All solutions used in RNA preparation should be treated with DEPC as follows: add DEPC as follows: add DEPC to 0.1% and vigorously stir for one hour to O/N followed by autoclaving for 30 minutes. Bake all glassware. Soak microfuge tubes and corex tubes in a beaker of DEPC water, or fill with DEPC water and place on nutator O/N, follwed by autoclaving.

Keep RNA prep on ice unless otherwise indicated.

1. Grind tissue wit baked mortor and pestle in liquid nitrogen. (5g of tissue will fill 2 ultracentrifuge tubes);

2. Add 5 volumes (v/w) homogenization buffer (4M guanidine thiocyanate, 25mM sodium citrate pH 7.0, 1.5% sarcosyl-0.1 M 2- mercaptoethanol added just prior to using) to ground tissue in a beaker or sterile Falcon tube and homogenize with polytron grinder at setting 6 for 2 minutes;

Note: guanidine thiocyante is NASTY-wear goggles, take care (wash/run polyton with EtOH and DEPC's water between sample)

3. Pour into corex tubes and spin in SS34 rotor at 12K rpm for 10 minutes.

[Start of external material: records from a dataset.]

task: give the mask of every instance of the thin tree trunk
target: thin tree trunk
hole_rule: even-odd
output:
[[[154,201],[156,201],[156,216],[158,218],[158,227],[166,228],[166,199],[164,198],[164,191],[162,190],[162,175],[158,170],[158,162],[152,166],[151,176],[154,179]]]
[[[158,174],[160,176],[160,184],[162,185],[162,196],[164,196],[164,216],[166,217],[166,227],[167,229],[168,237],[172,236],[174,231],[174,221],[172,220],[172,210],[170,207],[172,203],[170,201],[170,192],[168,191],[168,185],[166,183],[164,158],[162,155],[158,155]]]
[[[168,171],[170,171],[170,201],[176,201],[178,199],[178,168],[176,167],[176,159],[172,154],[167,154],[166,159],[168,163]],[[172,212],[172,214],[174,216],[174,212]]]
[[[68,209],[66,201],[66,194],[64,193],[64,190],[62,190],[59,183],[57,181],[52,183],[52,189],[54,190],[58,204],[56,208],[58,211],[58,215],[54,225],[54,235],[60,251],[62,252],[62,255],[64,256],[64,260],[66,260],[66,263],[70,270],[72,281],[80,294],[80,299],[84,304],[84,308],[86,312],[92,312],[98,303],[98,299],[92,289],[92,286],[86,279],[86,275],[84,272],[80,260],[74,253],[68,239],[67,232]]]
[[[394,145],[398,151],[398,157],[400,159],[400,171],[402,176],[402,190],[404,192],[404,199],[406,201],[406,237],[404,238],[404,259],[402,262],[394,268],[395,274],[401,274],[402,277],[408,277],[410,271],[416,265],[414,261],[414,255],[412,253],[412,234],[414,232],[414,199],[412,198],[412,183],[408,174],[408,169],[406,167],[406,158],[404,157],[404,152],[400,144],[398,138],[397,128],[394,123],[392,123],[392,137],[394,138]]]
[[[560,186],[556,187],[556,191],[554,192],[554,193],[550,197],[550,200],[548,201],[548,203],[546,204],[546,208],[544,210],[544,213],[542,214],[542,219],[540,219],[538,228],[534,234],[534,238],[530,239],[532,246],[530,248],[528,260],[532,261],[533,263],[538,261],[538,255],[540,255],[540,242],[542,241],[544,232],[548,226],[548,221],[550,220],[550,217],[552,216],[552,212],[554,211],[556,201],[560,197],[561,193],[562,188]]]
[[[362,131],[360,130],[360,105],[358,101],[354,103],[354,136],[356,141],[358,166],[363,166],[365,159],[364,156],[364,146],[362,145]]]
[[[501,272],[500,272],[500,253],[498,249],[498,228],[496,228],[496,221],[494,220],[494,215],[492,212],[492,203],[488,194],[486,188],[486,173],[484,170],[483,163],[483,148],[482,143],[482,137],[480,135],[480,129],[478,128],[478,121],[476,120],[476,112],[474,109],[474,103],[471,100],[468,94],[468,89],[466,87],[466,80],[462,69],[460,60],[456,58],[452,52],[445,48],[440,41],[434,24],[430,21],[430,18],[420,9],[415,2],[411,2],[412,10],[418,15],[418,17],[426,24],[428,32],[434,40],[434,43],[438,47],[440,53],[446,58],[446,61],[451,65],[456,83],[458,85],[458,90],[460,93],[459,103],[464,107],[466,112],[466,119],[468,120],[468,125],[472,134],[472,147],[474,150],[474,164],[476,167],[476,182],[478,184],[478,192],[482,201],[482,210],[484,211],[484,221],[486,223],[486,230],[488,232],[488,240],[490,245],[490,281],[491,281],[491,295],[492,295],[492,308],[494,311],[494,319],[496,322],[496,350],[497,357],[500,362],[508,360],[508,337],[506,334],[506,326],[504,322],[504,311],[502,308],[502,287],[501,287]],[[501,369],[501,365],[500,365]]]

4. Lay supernatant gently over 3.6ml CsCl cushion (5.7M CsCl, 0.1M EDTA, pH 7.0) in ultracentrifuge tube(s) and *BALANCE*; Note: transfer only clear liquid

5. Ultrancentrifuge O/N at 32K rpm (SW41T1) at room temperature

6. Vacuum suck, pipette, or pour off the liquid and set upside down 1-2 minutes to drain off liquid- suggest cutting off top of tube above pellet to avoid contamination with plant crud

7. 70% EtOH was pellet 2-3 times

8. Resuspend the pellet in DEPC-treated dH₂O or TE buffer (10mM Tris, 1mM EDTA, pH 8.0) and transfer to microfuge tube

9. EtOH precipitate the RNA by adding 0.1 colume of 3M sodium acetate (pH 5.2) and 2.5-3 volumes of EtOH. Spin 10-15 minutes, 4℃. Spin dry minimally in speed vac. Resuspend pellet in TE buffer or dH₂O.

10. Determine the RNA concentration at 260nm:

RNA conc. (µg/ml)= OD at 260nm x dilution factor x 40

DNA conc. (µg/ml)= OD at 260nm x dilution factor x 50

RNA should be used prompltly or alliquoted and stored at -70℃, avoid freeze/thaws.